I'm working on converting a website. It involved standardizing the directory structure of images and media files. I'm parsing path information from various tags, standardizing them, checking to see if the media exists in the new standardized location, and putting it there if it doesn't. I'm using string manipulation to do so.
This is a little open-ended, but is there a class, tool, or concept out there I can use to save myself some headaches? For instance, I'm running into problems where, say, a page in a sudirectory (website.com/subdir/dir/page.php
) has relative image paths (../images/image.png
), or other kinds of things like this. It's not like there's one overarching problem, but just a lot of little things that add up.
When I think I've got my script covering most cases, then I get errors like Could not find file at export/standardized_folder/proper_image_folderimage.png
where it should be export/standardized_folder/proper_image_folder/image.png
. It's kind of driving me mad, doing string parsing and checks to make sure that directory separators are in the proper places.
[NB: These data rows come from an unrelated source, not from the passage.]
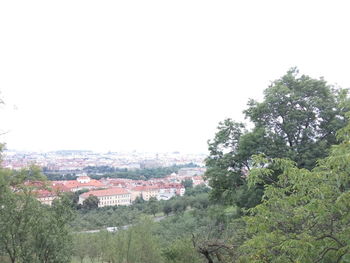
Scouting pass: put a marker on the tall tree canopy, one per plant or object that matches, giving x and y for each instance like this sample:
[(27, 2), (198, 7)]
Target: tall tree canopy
[(305, 215), (297, 119)]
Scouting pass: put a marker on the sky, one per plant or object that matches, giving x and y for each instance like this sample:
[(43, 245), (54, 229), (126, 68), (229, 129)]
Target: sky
[(154, 76)]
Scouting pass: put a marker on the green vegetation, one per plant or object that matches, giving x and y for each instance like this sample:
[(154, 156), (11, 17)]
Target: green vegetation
[(30, 231), (298, 120), (280, 192)]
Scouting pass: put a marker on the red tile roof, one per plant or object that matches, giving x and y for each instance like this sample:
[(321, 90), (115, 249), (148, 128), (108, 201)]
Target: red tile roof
[(106, 192)]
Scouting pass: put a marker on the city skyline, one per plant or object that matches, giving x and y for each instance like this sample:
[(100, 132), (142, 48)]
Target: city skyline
[(153, 76)]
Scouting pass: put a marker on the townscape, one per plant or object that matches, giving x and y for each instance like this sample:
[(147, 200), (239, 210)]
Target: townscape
[(111, 192)]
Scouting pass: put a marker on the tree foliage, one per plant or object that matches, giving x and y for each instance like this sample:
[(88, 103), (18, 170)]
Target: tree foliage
[(305, 215), (30, 231), (297, 119)]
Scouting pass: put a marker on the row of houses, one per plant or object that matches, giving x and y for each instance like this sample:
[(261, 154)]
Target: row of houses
[(111, 192)]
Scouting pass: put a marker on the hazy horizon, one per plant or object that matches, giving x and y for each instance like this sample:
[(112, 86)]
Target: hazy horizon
[(154, 76)]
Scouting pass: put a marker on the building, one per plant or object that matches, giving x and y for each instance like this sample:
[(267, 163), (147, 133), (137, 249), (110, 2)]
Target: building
[(109, 197), (146, 192), (82, 182)]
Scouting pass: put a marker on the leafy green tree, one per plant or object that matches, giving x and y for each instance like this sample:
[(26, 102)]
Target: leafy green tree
[(167, 208), (187, 183), (305, 215), (297, 119), (181, 250), (30, 231), (153, 206)]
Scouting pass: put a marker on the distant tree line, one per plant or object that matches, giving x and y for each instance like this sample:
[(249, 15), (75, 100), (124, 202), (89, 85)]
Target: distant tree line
[(98, 172)]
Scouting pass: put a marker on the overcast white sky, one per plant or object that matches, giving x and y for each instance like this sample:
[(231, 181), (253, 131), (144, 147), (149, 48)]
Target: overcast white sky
[(154, 75)]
I feel like I'm putting too much work into making a one-off import script very robust. Perhaps someone's already untangled this mess in a re-useable way, one which I can take advantage of?
Post Script: So here's a more in-depth scoop. I write my script that parses one "type" of page and pulls content from the same of its kind. Then I turn my script to parse another type of page, get all knids of errors, and learn that all my assumptions about how paths are referenced must be thrown out the window. Wash, rinse, repeat.
So I'm looking at doing some major re-factoring of my script, throwing out all assumptions, and checking, re-checking, and double-checking path information. Since I'm really trying to build a robust path building script, hopefully I can avoid re-inventing the wheel. Is there a wheel out there?